Insomma gli anziani «non sono titolari di una posizione soggettiva direttamente tutelabile». Ciò perché, spiega la prima sezione civile, le norme classe 2006, «nel prevedere il diritto dei minori, figli di coniugi separati, di conservare rapporti significativi con gli ascendenti ed i parenti di ciascun ramo genitoriale, affida al giudice un elemento ulteriore di indagine e di valutazione nella scelta e nell’articolazione di provvedimenti da adottare in tema di affidamento, nella prospettiva di una rafforzata tutela del diritto ad una crescita serena ed equilibrata, ma non incide sulla natura e sull’oggetto dei giudizi di separazione e di divorzio e sulle posizioni e i diritti delle parti in essi coinvolti, e non consente per tanto di ravvisare diritti relativi all’oggetto o dipendenti dal titolo dedotto nel processo che possano legittimare un intervento dei nonni o di altri familiari, ai sensi dell’art. 105 cod. proc. civ., ovvero un interesse degli stessi a sostenere le ragioni di una delle parti, idoneo a fondare un intervento “ad adiuvandum”, ai sensi dell’art. 105, comma secondo, cod. proc. civ». 

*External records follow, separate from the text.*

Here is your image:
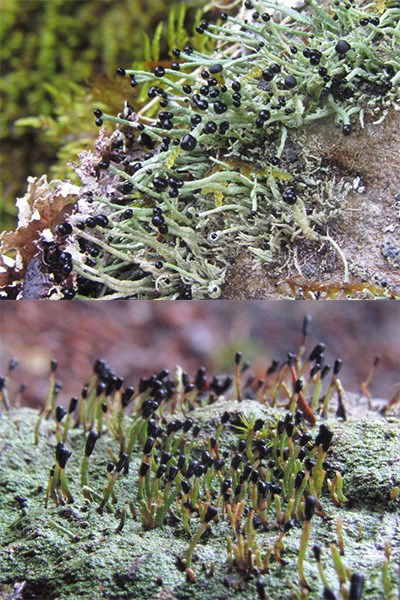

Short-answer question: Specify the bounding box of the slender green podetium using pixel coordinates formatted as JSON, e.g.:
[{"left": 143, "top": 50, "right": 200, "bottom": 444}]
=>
[
  {"left": 4, "top": 324, "right": 399, "bottom": 598},
  {"left": 97, "top": 454, "right": 128, "bottom": 513},
  {"left": 81, "top": 429, "right": 99, "bottom": 487},
  {"left": 45, "top": 442, "right": 74, "bottom": 508},
  {"left": 297, "top": 496, "right": 317, "bottom": 589}
]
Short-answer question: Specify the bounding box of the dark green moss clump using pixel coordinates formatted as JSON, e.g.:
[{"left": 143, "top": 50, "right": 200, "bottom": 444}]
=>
[{"left": 0, "top": 345, "right": 400, "bottom": 600}]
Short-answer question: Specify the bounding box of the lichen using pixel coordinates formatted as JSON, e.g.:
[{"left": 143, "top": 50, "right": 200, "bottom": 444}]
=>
[
  {"left": 1, "top": 0, "right": 399, "bottom": 299},
  {"left": 0, "top": 344, "right": 400, "bottom": 599}
]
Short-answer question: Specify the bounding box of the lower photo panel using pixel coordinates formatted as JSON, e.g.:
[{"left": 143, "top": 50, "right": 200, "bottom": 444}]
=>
[{"left": 0, "top": 300, "right": 400, "bottom": 600}]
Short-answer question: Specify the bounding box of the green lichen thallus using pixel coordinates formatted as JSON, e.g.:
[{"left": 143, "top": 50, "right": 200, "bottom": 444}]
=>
[
  {"left": 35, "top": 0, "right": 400, "bottom": 299},
  {"left": 2, "top": 318, "right": 398, "bottom": 599}
]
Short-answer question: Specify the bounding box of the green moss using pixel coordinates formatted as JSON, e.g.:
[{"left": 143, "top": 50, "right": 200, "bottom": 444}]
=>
[
  {"left": 0, "top": 401, "right": 400, "bottom": 600},
  {"left": 0, "top": 0, "right": 205, "bottom": 229}
]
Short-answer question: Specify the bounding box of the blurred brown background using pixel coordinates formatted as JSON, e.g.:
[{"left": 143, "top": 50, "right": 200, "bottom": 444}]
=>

In altri termini la nuova legge non contiene alcun riferimento alla «posizione soggettiva degli ascendenti e degli altri parenti». Il loro interesse «indiretto», di natura morale o affettiva, affinché sia realizzato il diritto dei minori a conservare quei rapporti di natura familiare certamente indispensabili sul piano psicologico «non ottiene, quindi, una valorizzazione tale da farlo assurgere a posizione soggettiva direttamente tutelabile, e quindi in alcun modo è ipotizzabile un intervento principale o litisconsortile». 
Cioè, si legge nell’ultimo passaggio della sentenza, «in assenza di un dato normativo che autorizzi un’iniziativa sul piano giudiziario degli ascendenti, come avviene nei giudizi “de potestate” (art.336, c. 1., c.c.), non è consentito l’intervento degli stessi nei giudizi di separazione e di divorzio, nei quali la posizione dei minori è tutelata sotto forme – ritenute legittime anche dal giudice delle leggi – che non prevedono la loro assunzione della qualità di parte, né uno specifico diritto di difesa, come avviene nei procedimenti di adozione».